What is Datasette
Datasette is a tool for exploring and publishing data. It is used for creating and publishing JSON APIs for SQLite databases.
Datasette makes it easy to expose JSON APIs from our SQLite database without the need of a custom web application.
It helps people take data of any shape or size and publish that as an interactive, explorable website and accompanying API. Datasette is aimed at data journalists, archivists, local governments and anyone else who has data that they wish to share with the world.
Installation
We can install Datasette using docker or pip. Let us install using pip(datasette requires min python3.5)
$ pip install datasette
To use datasette on any SQLite db just run
$ datasette serve some-sqlite-database.db
this command serves up specified SQLite database files with a web UI
For sample datasets - https://github.com/simonw/datasette/wiki/Datasettes
Let us take a sample data from fivethirtyeight data repo as it has wide range of datasets.
let us use comic-characters data in the repo, and let us explore the dc-wikia-data.csv
first let us install a package to convert the csvs to sqlite db
$ pip install csvs-to-sqlite
now let us convert the csv to sqlite db
$ csvs-to-sqlite dc-wikia-data.csv dc-wikia-data.db
Now let us serve the sqlite db
$ datasette serve dc-wikia-data.db
Serve! files=('dc-wikia-data.db',) (immutables=()) on port 8001
INFO: Started server process [12668]
INFO: Waiting for application startup.
INFO: Uvicorn running on http://127.0.0.1:8001 (Press CTRL+C to quit)
Now when we go to the url
we can see that there are 6000+ rows in the table,
let’s click on the table name
this will take us to the page where we can view/filter the table and also edit the sql queries
Now let us filter the table by clicking on the suggested facets like -
We can also view the filtered-data in json or csv and also download the filtered data
Everything datasette can do is driven by URLs.

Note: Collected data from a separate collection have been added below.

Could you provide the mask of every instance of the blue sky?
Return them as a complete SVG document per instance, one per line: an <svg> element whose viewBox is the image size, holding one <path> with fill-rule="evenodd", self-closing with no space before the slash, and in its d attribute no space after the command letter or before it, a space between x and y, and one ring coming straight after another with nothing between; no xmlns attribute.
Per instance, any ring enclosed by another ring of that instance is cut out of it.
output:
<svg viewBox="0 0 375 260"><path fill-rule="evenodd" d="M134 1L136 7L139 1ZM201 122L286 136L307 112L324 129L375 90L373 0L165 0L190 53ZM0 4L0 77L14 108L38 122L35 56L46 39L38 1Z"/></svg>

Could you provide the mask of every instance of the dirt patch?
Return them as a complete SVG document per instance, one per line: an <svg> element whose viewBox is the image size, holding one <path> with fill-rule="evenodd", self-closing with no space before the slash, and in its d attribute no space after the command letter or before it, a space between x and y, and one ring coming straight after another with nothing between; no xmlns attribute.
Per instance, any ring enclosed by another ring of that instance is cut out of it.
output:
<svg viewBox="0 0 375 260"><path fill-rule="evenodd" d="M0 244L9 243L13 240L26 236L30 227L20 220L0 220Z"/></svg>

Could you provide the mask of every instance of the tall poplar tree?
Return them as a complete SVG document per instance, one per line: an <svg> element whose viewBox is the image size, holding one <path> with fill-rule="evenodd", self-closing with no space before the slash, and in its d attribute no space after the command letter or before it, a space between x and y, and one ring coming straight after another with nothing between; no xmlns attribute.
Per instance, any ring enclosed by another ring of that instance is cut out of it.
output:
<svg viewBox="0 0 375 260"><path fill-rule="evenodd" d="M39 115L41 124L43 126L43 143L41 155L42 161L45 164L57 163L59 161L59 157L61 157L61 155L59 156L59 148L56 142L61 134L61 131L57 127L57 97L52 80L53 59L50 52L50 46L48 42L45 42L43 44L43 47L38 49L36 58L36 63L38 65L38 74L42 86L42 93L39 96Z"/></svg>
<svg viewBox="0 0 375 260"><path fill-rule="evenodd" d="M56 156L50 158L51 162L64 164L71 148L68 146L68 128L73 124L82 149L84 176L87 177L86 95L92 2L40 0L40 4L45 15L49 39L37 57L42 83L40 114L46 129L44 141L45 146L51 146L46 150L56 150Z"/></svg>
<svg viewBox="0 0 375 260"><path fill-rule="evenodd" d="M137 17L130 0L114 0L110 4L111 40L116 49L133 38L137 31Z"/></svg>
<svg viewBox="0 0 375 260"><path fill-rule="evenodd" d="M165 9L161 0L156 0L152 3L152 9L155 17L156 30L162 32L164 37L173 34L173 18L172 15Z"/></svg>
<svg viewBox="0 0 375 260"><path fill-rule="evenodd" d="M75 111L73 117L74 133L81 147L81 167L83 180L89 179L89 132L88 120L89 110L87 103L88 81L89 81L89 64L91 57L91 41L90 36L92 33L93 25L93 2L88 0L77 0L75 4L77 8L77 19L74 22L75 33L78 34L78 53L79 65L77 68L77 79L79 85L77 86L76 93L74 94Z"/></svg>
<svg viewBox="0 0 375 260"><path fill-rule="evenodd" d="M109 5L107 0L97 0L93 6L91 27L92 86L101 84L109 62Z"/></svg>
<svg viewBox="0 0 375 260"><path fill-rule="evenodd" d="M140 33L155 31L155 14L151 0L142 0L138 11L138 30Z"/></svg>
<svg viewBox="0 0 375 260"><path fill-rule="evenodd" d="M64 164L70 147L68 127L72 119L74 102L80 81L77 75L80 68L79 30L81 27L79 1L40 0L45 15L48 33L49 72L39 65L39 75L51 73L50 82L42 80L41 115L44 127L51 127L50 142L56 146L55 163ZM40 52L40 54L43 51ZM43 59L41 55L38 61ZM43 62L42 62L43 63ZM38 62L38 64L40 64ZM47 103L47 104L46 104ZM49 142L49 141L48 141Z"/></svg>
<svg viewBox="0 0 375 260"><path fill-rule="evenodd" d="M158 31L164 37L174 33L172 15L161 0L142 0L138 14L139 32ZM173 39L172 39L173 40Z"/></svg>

Queries can produce responsive HTML pages or with the .json or .jsono extension can produce JSON. All JSON responses are served with an Access-Control-Allow-Origin: * HTTP header, meaning we can query them from any page.
we can view the data in the browser by accessing the link
http://localhost:8001/dc-wikia-data?sql=select+*+from+%5Bdc-wikia-data%5D
and we can get the json for the same data by
http://localhost:8001/dc-wikia-data.json?sql=select+*+from+%5Bdc-wikia-data%5D
Or we can get the csv for the same data by
http://localhost:8001/dc-wikia-data.csv?sql=select+*+from+%5Bdc-wikia-data%5D
Datasette serving options
$ datasette serve --help
Usage: datasette serve [OPTIONS] [FILES]...
Serve up specified SQLite database files with a web UI
Options:
-i, --immutable PATH Database files to open in immutable mode
-h, --host TEXT host for server, defaults to 127.0.0.1
-p, --port INTEGER port for server, defaults to 8001
--debug Enable debug mode - useful for development
--reload Automatically reload if database or code change detected -
useful for development
--cors Enable CORS by serving Access-Control-Allow-Origin: *
--load-extension PATH Path to a SQLite extension to load
--inspect-file TEXT Path to JSON file created using "datasette inspect"
-m, --metadata FILENAME Path to JSON file containing license/source metadata
--template-dir DIRECTORY Path to directory containing custom templates
--plugins-dir DIRECTORY Path to directory containing custom plugins
--static STATIC MOUNT mountpoint:path-to-directory for serving static files
--memory Make :memory: database available
--config CONFIG Set config option using configname:value
datasette.readthedocs.io/en/latest/config.html
--version-note TEXT Additional note to show on /-/versions
--help-config Show available config options
--help Show this message and exit.
Converting data to SQLite DB
To view the data using we have to convert the initial data to SQLite database, and we can convert it by using python packages
-
for CSV -
csvs-to-sqlite
lets us take one or more CSV files and load them into a SQLite database. -
for databases -
db-to-sqlite
is a CLI tool that builds on top of SQLAlchemy and allows us to connect to any database supported by that library (including MySQL, oracle and PostgreSQL), run a SQL query and save the results to a new table in a SQLite database. -
Using Programmatically -
sqlite-utils
is a Python library and CLI tool that provides shortcuts for loading data into SQLite. It can be used programmatically (e.g. in a Jupyter notebook) to load data, and will automatically create SQLite tables with the necessary schema.
Datasette Plugins
Datasette’s plugin system allows additional features to be implemented as Python code (or front-end JavaScript) which are wrapped up as a separate Python package.
-
datasette-vega -
datasette-vega
allows us to construct line, bar and scatter charts against our data and share links to our visualizations. It is built using the Vega charting library, -
datasette-cluster-map -
datasette-cluster-map
The plugin works against any table with latitude and longitude columns. It can load over 100,000 points onto a map to visualize the geographical distribution of the underlying data. -
datasette-cors -
datasette-cors
this plugin allows JavaScript running on a whitelisted set of domains to make fetch() calls to the JSON API provided by our Datasette instance.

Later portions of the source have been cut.